As you experience living with a roommate, below are some tips to keep in mind to get off to a good start and to obtain a healthy relationship:
This is an important part of moving in with a new person. Get to know who you’ll be living with. Find out if you share any common interests or hobbies and go from there! Your roommate may not turn out to be your new best friend, but this is someone you’re going to be around a lot, so get to know them!
Do you know in advance that you hate it when someone hits the snooze button fifteen times every morning? That you hate a messy room? Feel like mornings aren’t meant for chit chat? Let your roommate know as soon as you can about your little quirks and preferences. It's not fair to expect him or her to pick up on them right away, and communicating what you need is one of the best ways to eliminate problems before they become problems.
Communication is key when moving in with someone new. Whether you’re moving in with a close friend or a random roommate, this is going to be NEW. Communicate anything that your roommate should know about you.
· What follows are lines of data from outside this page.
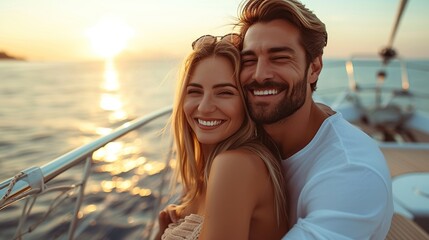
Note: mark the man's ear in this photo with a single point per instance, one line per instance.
(314, 69)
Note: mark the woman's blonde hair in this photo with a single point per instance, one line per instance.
(191, 169)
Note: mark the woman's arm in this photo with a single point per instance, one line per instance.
(166, 216)
(235, 183)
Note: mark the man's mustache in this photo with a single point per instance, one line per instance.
(268, 84)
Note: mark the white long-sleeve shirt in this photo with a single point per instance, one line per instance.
(339, 186)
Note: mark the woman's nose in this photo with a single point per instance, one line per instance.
(207, 104)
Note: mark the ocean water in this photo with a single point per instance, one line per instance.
(50, 108)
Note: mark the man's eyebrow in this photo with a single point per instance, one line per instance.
(270, 50)
(281, 49)
(247, 53)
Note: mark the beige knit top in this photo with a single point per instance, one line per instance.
(186, 228)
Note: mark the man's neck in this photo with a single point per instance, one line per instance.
(294, 132)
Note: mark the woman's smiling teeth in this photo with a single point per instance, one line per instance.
(209, 123)
(265, 92)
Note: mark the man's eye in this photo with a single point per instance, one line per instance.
(281, 58)
(226, 93)
(247, 62)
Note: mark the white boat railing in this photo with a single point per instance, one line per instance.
(31, 181)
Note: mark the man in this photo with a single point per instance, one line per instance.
(338, 183)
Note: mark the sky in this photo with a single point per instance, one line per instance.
(75, 30)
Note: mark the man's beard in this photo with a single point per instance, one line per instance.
(265, 114)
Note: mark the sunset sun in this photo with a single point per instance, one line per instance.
(109, 37)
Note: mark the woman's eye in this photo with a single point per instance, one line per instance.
(193, 91)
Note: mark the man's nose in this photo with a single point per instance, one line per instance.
(263, 71)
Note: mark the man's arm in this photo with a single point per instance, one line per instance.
(351, 202)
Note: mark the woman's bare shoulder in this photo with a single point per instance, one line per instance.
(242, 162)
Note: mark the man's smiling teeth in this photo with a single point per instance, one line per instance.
(209, 123)
(265, 92)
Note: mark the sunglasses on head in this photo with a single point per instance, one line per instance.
(233, 38)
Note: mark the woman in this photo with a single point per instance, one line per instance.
(233, 185)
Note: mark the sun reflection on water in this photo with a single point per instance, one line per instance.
(110, 99)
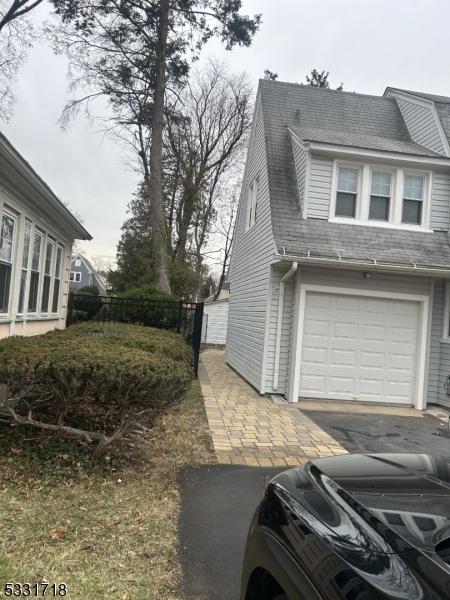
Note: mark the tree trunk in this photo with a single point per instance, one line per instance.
(157, 212)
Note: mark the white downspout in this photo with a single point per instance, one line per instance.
(283, 280)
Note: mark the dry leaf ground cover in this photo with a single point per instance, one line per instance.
(107, 529)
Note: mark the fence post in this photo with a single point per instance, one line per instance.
(69, 315)
(197, 334)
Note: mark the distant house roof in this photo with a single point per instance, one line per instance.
(22, 175)
(349, 119)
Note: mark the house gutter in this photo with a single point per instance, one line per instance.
(362, 265)
(283, 280)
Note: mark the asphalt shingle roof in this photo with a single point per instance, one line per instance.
(358, 140)
(322, 239)
(348, 118)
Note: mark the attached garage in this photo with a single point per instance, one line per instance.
(360, 344)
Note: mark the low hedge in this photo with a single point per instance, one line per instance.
(101, 381)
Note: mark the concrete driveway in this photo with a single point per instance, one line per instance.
(363, 428)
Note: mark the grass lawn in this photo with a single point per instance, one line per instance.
(107, 530)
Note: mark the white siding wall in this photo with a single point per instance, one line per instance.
(421, 124)
(215, 320)
(250, 268)
(440, 201)
(300, 157)
(319, 188)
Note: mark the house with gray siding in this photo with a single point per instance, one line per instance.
(340, 272)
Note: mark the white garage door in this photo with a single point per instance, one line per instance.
(359, 348)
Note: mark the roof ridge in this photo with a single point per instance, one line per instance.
(320, 89)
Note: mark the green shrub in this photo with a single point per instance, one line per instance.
(92, 381)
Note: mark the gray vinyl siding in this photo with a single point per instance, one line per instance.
(300, 159)
(439, 357)
(250, 268)
(440, 201)
(421, 124)
(286, 330)
(319, 188)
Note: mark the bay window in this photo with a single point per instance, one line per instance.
(47, 276)
(347, 192)
(7, 227)
(35, 271)
(57, 283)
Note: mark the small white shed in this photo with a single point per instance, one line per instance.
(215, 322)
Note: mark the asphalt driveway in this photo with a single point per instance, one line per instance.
(382, 430)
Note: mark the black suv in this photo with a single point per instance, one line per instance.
(354, 527)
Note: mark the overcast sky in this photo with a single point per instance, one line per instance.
(366, 44)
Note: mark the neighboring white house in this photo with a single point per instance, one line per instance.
(215, 322)
(340, 270)
(36, 236)
(82, 274)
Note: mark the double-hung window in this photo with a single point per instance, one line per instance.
(35, 271)
(25, 263)
(57, 284)
(380, 196)
(252, 203)
(412, 209)
(347, 192)
(47, 276)
(7, 227)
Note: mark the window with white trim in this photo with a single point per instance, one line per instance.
(57, 282)
(7, 232)
(347, 192)
(412, 208)
(47, 276)
(75, 276)
(252, 203)
(25, 266)
(380, 196)
(35, 271)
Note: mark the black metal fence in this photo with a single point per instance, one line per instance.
(182, 317)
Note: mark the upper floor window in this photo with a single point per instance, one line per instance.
(386, 196)
(380, 196)
(347, 192)
(252, 203)
(413, 199)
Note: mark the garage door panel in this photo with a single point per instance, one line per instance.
(360, 348)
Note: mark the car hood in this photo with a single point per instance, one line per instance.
(387, 502)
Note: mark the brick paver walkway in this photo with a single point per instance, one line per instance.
(247, 428)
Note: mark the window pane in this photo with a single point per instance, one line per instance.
(26, 244)
(6, 238)
(36, 251)
(381, 184)
(345, 205)
(414, 187)
(55, 302)
(348, 180)
(58, 262)
(48, 258)
(5, 280)
(45, 293)
(379, 208)
(32, 295)
(412, 212)
(23, 284)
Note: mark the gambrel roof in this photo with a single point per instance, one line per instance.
(341, 119)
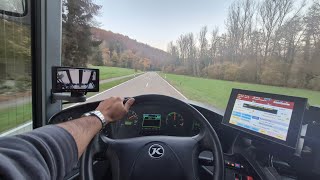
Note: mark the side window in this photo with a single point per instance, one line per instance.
(15, 67)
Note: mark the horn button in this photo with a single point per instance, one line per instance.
(157, 161)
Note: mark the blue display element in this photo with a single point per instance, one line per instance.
(235, 113)
(245, 118)
(240, 124)
(255, 117)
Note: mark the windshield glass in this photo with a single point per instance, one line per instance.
(195, 50)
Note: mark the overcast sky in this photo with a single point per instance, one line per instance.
(157, 22)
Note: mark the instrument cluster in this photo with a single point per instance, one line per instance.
(145, 120)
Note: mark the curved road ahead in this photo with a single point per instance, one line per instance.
(147, 83)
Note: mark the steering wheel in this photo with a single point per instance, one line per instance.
(156, 157)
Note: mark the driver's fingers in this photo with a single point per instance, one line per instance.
(129, 104)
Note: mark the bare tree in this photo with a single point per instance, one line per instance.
(203, 48)
(214, 44)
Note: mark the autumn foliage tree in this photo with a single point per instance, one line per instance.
(274, 42)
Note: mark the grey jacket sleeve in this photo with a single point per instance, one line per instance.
(45, 153)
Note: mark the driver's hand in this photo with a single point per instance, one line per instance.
(113, 108)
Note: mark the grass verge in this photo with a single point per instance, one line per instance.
(217, 92)
(14, 116)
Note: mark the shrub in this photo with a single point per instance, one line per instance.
(182, 70)
(274, 73)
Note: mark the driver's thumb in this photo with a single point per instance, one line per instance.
(129, 104)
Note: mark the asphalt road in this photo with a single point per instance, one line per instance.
(147, 83)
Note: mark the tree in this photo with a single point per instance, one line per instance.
(97, 58)
(77, 20)
(114, 58)
(203, 48)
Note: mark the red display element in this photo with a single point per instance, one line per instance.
(267, 101)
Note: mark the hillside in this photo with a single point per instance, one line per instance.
(122, 43)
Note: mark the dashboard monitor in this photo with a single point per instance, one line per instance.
(271, 117)
(151, 121)
(66, 79)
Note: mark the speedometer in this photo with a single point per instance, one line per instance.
(131, 119)
(175, 119)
Communication is also important when any issues may arise. If something is bothering you, let them know before it grows into a larger conflict.
Everyone has their own set of personal boundaries. Discuss whether you are comfortable sharing things like food, appliances, etc. Try to keep your belongings in your area and don’t touch their belongings unless you have permission!
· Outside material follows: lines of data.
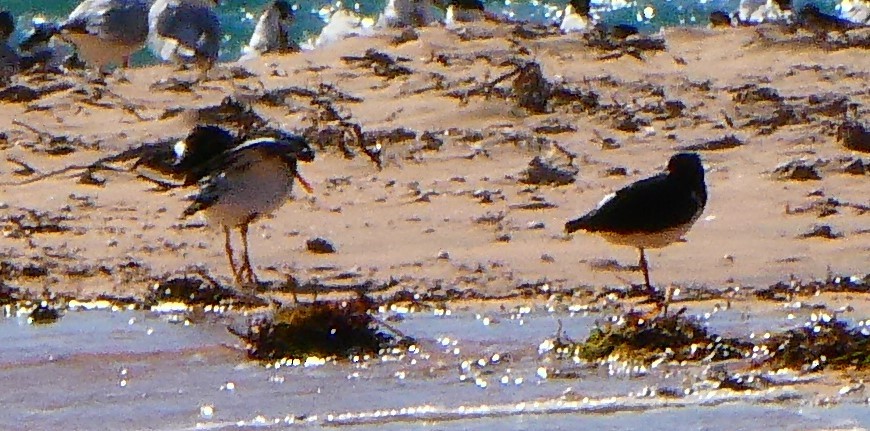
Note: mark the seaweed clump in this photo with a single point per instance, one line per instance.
(633, 337)
(197, 289)
(320, 329)
(822, 342)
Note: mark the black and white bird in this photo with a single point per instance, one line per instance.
(185, 32)
(753, 12)
(272, 33)
(577, 17)
(106, 32)
(652, 212)
(248, 181)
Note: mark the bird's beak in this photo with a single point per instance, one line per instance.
(305, 184)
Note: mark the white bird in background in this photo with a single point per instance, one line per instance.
(341, 24)
(185, 32)
(857, 11)
(106, 32)
(272, 33)
(40, 51)
(9, 60)
(407, 13)
(759, 11)
(576, 17)
(459, 11)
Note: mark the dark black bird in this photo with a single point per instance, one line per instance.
(653, 212)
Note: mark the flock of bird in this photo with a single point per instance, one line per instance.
(243, 179)
(188, 32)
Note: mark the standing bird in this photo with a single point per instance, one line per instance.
(752, 12)
(252, 179)
(652, 212)
(106, 32)
(9, 59)
(407, 13)
(185, 32)
(856, 11)
(272, 33)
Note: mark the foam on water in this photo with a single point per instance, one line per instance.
(476, 369)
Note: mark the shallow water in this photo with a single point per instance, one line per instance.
(141, 370)
(238, 17)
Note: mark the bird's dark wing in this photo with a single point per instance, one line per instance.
(649, 205)
(212, 189)
(196, 28)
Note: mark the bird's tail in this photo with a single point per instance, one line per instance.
(575, 225)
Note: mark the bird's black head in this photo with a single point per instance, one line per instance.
(581, 6)
(720, 19)
(686, 166)
(285, 11)
(296, 147)
(7, 25)
(784, 4)
(202, 144)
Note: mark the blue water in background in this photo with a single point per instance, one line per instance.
(239, 17)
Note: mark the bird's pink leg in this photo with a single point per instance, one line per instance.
(246, 262)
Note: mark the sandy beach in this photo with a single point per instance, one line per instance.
(449, 207)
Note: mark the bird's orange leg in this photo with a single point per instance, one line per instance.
(644, 268)
(228, 247)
This may seem simple, but it's probably one of the biggest reasons why roommates experience conflict. Don't think they'll mind if you borrow their cleats for a quick soccer game? For all you know, you just stepped over an uncrossable line. Don't borrow, use, or take anything without getting permission first.
This could mean creating a chore chart to decide who is taking out the trash or vacuuming each week, but chore charts aren’t for everyone. What’s most important is ensuring that you and your roommate are both pulling weight to keep your space clean and organized.
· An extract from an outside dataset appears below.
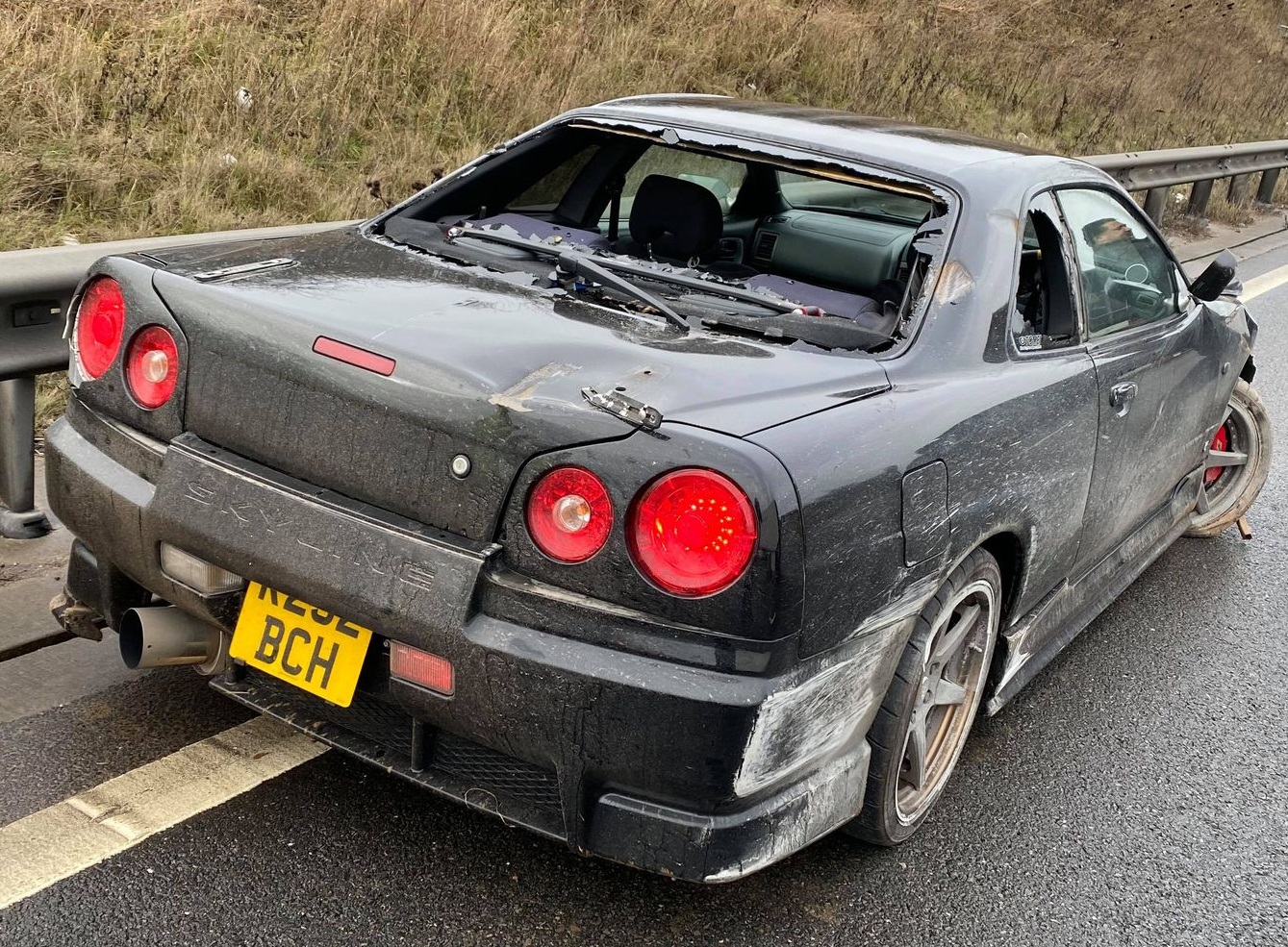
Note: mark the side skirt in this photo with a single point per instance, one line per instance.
(1067, 611)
One of the first things you should do after you’ve moved in with someone new is to become familiar with their schedule. This is especially important regarding sleep schedules. Your roommate isn’t going to be your biggest fan if they go to bed at 9 p.m. and you stay up until 3 a.m. doing homework with the light on every night. Find a schedule that works for both of you!
You may love having your study group into your room. But your roommate may not. Be mindful of how often you bring people over. If your roommate studies best in the quiet, and you study best in a group, can you alternate who hits the library and who gets the room?
This may seem like it has nothing to do with roommate relationships, but how would you feel if your roommate's laptop got stolen during the ten seconds it took you to run down the hall? Or vice versa? Locking your door and windows is a critical part of keeping safe on campus.
Don't go into your roommate relationship thinking that you are going to be best friends the whole time you're at school. It may happen, but expecting it sets both of you up for trouble. You should be friendly with your roommate but also make sure you have your own social circles. Even if you and your roommate don’t become best friends, being respectful will positively affect your room environment.
Realizing that other people come from different backgrounds and were raised differently will likely save you a lot of frustration in the long run. Understand that your roommate’s habits may not be exactly the same as your own, so try to find a way to meet in the middle if your differences are causing a conflict.
You should expect to learn, grow, and change during your time at school. And the same should happen to your roommate, if all goes well. As the semester progresses, realize things will change for both of you. Be comfortable addressing things that unexpectedly come up, setting new rules, and being flexible to your changing environment.
Personal space can become a huge issue in with roommates. Be mindful that you are sharing a space with another person and take their feelings into consideration. Transitioning to a less spacious living arrangement can be tough and having to share your space with another person can make it even tougher. Let the other person have a few hours in the room to themselves each week. Practice quiet time - even if you have similar taste in music, shows and movies, that doesn’t mean that they constantly want to hear whatever you’re watching or listening to.
Is your roommate always forgetting stuff for the shower and taking yours? Are your clothes being borrowed faster than you can wash them? Addressing things that bug you while they're still little can help your roommate be aware of something they may not otherwise know. And addressing little things is much easier than addressing them after they've become big.
You may not have been totally honest with tip #2, or you may suddenly find yourself with a roommate who goes wild after being shy and quiet the first two months. Either way, if something gets to be a big problem quickly, deal with it as soon as you can.